Object detection task#

Object detection#

An object detection task is a process of drawing bounding boxes around one or multiple objects in an image. By drawing bounding boxes, you give coordinates and localize an object of interest in an image or a video frame. These bounding boxes encompass the object with local labels attached to each other.

Object detection for aerial imagery#

Object detection for aerial images requires a different convolutional neural network architecture than a standard object detection task, as well as different annotation tools. The main difference from the user’s perspective is the use of a different annotation tool - you can learn more about the tool here.

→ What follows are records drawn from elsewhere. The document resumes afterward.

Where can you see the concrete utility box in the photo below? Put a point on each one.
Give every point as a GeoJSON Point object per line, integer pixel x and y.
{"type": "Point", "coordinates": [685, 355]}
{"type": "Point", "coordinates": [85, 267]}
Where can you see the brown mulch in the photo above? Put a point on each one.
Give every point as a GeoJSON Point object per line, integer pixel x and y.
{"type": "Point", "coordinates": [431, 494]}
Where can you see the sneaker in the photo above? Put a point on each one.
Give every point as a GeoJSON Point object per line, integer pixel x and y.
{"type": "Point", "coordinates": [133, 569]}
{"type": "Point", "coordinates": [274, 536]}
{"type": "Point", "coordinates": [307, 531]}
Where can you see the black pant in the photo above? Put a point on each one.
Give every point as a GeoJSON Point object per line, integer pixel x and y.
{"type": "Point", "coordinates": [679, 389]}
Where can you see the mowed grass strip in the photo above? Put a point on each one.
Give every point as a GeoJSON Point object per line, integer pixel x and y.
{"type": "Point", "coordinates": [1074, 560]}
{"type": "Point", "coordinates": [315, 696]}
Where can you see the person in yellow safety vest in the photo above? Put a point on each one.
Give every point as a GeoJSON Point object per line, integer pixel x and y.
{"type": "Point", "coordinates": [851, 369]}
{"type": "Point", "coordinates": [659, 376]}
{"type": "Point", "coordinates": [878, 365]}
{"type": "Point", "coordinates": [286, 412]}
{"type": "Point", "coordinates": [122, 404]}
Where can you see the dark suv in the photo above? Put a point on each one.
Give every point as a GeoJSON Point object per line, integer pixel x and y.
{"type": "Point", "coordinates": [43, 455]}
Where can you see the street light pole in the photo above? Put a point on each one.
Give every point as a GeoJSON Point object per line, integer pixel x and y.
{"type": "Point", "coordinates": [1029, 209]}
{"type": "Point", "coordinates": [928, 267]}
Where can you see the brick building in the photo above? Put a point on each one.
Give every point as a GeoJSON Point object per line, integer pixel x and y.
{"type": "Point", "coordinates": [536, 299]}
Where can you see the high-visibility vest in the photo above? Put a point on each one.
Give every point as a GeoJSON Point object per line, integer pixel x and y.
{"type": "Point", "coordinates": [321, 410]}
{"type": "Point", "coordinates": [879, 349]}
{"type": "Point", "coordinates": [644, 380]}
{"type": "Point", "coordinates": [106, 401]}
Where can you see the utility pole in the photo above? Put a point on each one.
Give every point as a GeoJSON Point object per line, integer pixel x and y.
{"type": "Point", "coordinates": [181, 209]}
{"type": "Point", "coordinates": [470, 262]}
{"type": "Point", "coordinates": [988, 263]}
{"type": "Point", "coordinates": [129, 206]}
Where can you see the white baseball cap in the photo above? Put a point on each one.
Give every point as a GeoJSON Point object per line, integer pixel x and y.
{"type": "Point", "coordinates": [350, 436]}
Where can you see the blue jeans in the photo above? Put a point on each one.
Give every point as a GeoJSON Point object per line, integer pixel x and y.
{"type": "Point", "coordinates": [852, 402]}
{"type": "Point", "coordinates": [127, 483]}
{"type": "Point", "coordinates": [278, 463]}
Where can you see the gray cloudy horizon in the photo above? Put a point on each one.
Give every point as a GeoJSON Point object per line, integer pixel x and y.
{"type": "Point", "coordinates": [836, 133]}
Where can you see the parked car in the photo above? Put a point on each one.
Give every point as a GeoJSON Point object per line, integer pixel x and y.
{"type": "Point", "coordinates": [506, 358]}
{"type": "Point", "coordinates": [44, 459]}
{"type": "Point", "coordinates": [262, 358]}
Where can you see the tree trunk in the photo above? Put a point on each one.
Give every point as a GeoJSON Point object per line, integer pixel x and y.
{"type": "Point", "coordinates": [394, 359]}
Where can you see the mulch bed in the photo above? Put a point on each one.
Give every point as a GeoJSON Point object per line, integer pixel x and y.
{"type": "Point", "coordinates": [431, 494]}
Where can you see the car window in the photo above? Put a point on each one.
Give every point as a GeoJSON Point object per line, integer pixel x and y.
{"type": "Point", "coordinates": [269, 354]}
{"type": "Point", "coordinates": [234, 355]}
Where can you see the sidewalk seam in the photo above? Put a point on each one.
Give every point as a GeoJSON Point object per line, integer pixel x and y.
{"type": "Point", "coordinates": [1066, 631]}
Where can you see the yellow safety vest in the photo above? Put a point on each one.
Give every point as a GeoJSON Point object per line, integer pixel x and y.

With standard bounding boxes, it is challenging to obtain the correct orientation estimation and accurate localization for objects captured from the top view. That is why rotated bounding boxes are used to solve this problem. To understand the difference, look at the example below:

Bounding Box

Rotated Bounding Box

Placeholder
Placeholder

Object detection vs classification#

Object detection and classification are not the same. However, classification is part of object detection.

Object detection combines classification, and localization to determine the position of classified objects in an image or video frame. Drawing bounding boxes belongs to localization whereas applying labels to bounding boxes is, what we call, classification.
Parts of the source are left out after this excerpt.